Alignment and Devoted received higher quality ratings. But even Alignment’s high score isn’t enough to “move the big guys,” Alignment CEO John Kao said in an interview.
“The difference between what we do is not yet differentiated enough to be the disruptive influence we want,” he said, adding that Alignment was working hard to make it happen.
Stuck with the status quo
Oscar, Bright and Clover could still survive and possibly turn a profit. But they are far from changing the status quo.
Health insurance remains too complex and incredibly frustrating. It can be almost impossible to find out what you will pay before seeking treatment. Obsolete directories can make it harder to find a doctor your insurer will pay for, but patients are penalized if they go outside the network. Obstacles to prior authorization can lead to delays in care.
Established health insurers have been unable to stem rising health care costs, which are mainly driven by prices for medical care. In the United States, premiums for employment-based coverage are more than 40% higher than they were in 2012, the Kaiser Family Foundation found. And many Americans struggle to afford their medical bills.
The United States needs more competition among insurers, but pumping money into newcomers with flawed business models isn’t the solution, said Craig Garthwaite, a strategy professor at Northwestern University. And their struggles could scare off other new entrants and investors, he said.

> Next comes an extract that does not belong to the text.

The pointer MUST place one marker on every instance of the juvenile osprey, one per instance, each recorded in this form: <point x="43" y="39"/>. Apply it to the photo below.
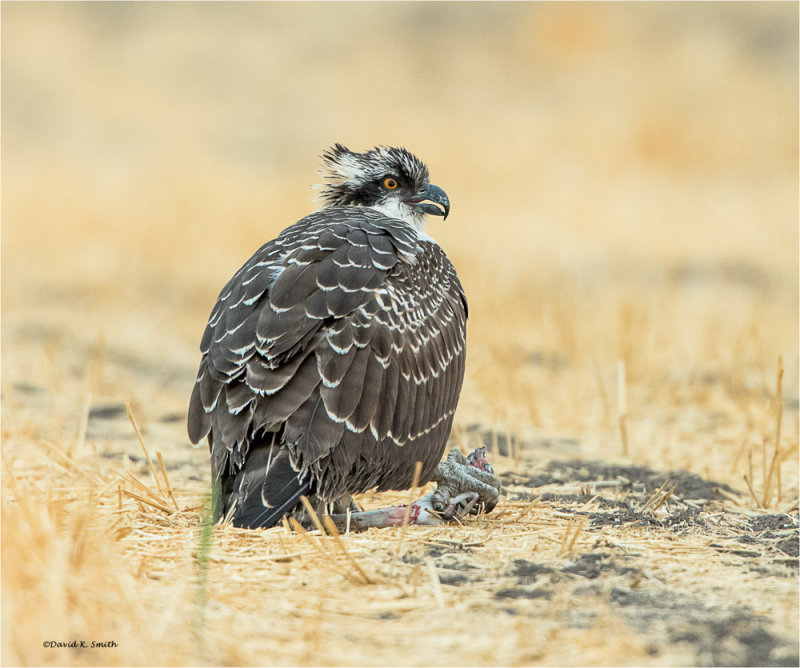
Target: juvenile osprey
<point x="333" y="359"/>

“There’s no right answer to that from a societal perspective. How you bring competition into those markets is difficult,” he said.
Some upstarts influenced established insurers
Some experts claim that even though start-ups are not yet successful as individual businesses, they have still influenced the entire industry to improve in a way that benefits customers.
For example, UnitedHealth followed Oscar’s lead by redesigning its user experience and purchasing Rally Health, a digital health startup that encouraged people to make better choices about their health, Bob Kocher, a partner at venture capital firm Venrock that invested in insurance startup Devoted, said.
Kaveh Safavi, chief executive of consulting firm Accenture, said start-up health insurers that focus on customer experience are spurring established insurers to invest millions in this area. They revamped their apps and improved their call centers.
“This digital customer experience strategy, I would say, has become ubiquitous with large health insurers,” Safavi said.